Metis Project 2: Predicting Worldwide Gross - JungleBoogie

  • 1. Predicting Worldwide Gross for Top-rated Movies Marine Veits
  • 2. Motivation Create a linear regression model that can predict Worldwide Gross of top-rated movies by determining the features most influential to their success.

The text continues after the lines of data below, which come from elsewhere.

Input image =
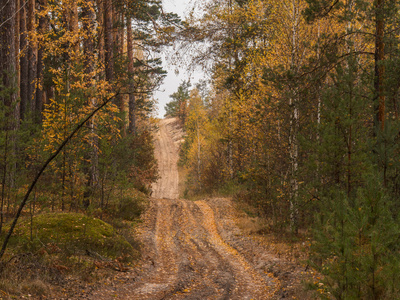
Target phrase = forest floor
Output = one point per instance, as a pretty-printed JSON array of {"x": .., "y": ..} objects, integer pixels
[{"x": 199, "y": 249}]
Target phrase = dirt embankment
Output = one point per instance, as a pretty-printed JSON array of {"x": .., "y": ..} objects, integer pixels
[{"x": 194, "y": 250}]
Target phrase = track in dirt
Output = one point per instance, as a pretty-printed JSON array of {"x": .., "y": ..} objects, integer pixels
[{"x": 192, "y": 250}]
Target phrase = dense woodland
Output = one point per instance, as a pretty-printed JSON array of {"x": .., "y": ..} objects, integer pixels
[
  {"x": 76, "y": 84},
  {"x": 301, "y": 120}
]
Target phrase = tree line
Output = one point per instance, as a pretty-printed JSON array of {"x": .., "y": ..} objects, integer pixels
[
  {"x": 60, "y": 61},
  {"x": 301, "y": 120}
]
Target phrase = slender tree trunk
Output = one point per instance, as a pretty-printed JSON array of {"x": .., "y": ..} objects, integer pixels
[
  {"x": 379, "y": 101},
  {"x": 42, "y": 29},
  {"x": 88, "y": 49},
  {"x": 24, "y": 78},
  {"x": 8, "y": 79},
  {"x": 108, "y": 40},
  {"x": 32, "y": 51},
  {"x": 294, "y": 125}
]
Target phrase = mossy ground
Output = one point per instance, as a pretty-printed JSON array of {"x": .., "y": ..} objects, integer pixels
[{"x": 49, "y": 248}]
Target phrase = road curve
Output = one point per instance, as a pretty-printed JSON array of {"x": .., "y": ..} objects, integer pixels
[{"x": 185, "y": 254}]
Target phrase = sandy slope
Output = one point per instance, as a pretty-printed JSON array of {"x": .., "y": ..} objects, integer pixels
[{"x": 194, "y": 250}]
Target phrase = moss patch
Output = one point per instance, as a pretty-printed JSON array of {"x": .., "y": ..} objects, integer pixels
[{"x": 70, "y": 234}]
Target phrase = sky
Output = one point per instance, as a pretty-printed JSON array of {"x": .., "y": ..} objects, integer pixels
[{"x": 173, "y": 78}]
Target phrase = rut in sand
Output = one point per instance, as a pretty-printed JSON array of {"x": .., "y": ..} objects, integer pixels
[{"x": 193, "y": 250}]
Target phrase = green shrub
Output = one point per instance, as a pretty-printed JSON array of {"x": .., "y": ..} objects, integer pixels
[{"x": 69, "y": 234}]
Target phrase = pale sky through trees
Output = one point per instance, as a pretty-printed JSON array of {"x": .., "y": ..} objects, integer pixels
[{"x": 172, "y": 80}]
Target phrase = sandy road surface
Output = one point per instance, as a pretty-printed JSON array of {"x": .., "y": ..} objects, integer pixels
[
  {"x": 166, "y": 152},
  {"x": 193, "y": 250}
]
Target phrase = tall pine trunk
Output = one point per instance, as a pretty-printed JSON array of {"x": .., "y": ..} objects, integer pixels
[
  {"x": 32, "y": 51},
  {"x": 24, "y": 79}
]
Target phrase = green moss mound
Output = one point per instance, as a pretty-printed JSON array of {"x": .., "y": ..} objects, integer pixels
[{"x": 70, "y": 234}]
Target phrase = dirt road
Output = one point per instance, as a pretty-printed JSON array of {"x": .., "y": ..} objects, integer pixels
[{"x": 194, "y": 250}]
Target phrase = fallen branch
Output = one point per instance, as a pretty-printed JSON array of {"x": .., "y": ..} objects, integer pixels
[{"x": 39, "y": 174}]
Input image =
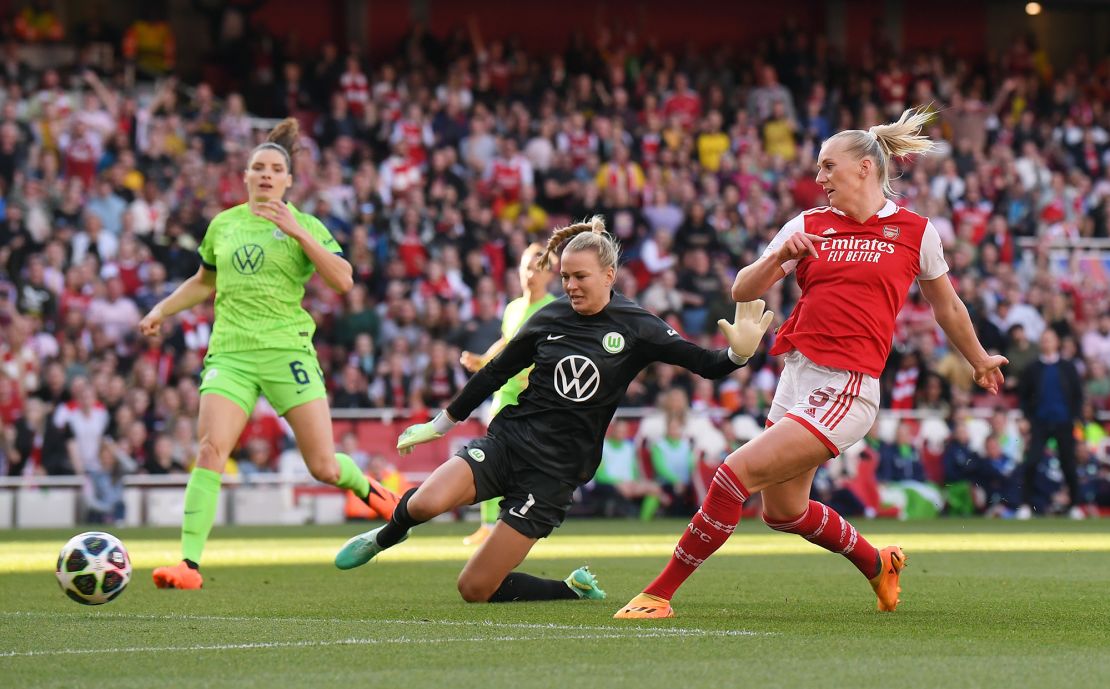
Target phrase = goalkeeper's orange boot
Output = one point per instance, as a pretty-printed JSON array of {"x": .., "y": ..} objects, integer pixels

  • 3. Procedure ➔ Scraping Data from various sources, clean and merge into one dataframe ➔ EDA & OLS regression On training set (70%), model evaluation and regularization ➔ Choosing model Apply new model to the rest of dataset
  • 4. Procedure: Data Scraping Dataframe: Top rated 100 movies*21 years Features: # Worldwide Gross # Domestic Gross # Foreign Gross # Budget # Runtime # Composer # Genre # Year # IMDB Metascore # Rating # Oscar Wins # Winning Awards
  • 5. Training Set Results: OLS Feature Coef. P>|t| R^2: 0.47 Adjusted R^2: 0.46 Budget ($M) 2.7038 0.000 Runtime (min) 0.6776 0.001 Year 3.6525 0.000 Rating 14.911 0.015 IMDB Metascore 1.2369 0.001 Top 15 Composers 40.921 0.000 Winning Awards 14.095 0.067 Oscar 55.205 0.000
  • 6. Final Model: Degree 2 Polynomial Regression Feature Coef. R^2: 0.632Budget ($M) 1.426 Runtime (min) -5.506 Year -1887.55 Rating -67.562 IMDB Metascore 1.571 Top 15 Composers 22.64 Winning Awards 3.400 Oscar 25.744
  • 8. Feature Importance Quotes for illustration purposes only
  • 9. Composers Although this is not the most important feature in my model: ➔ When making a movie You should have a really high budget!!! ➔ Giving the job to one of the top (10%) composers You would have to pay roughly 5-22M $ John Williams Danny Elfman Alan Silvestri Hans Zimmer James Newton Howard
  • 10. Conclusions The budget is is the key indicator of Worldwide Gross. Runtime & Year of production are negatively correlated with Worldwide Gross. Top composers indicator contribution to the model is higher than winning Oscar or other Awards.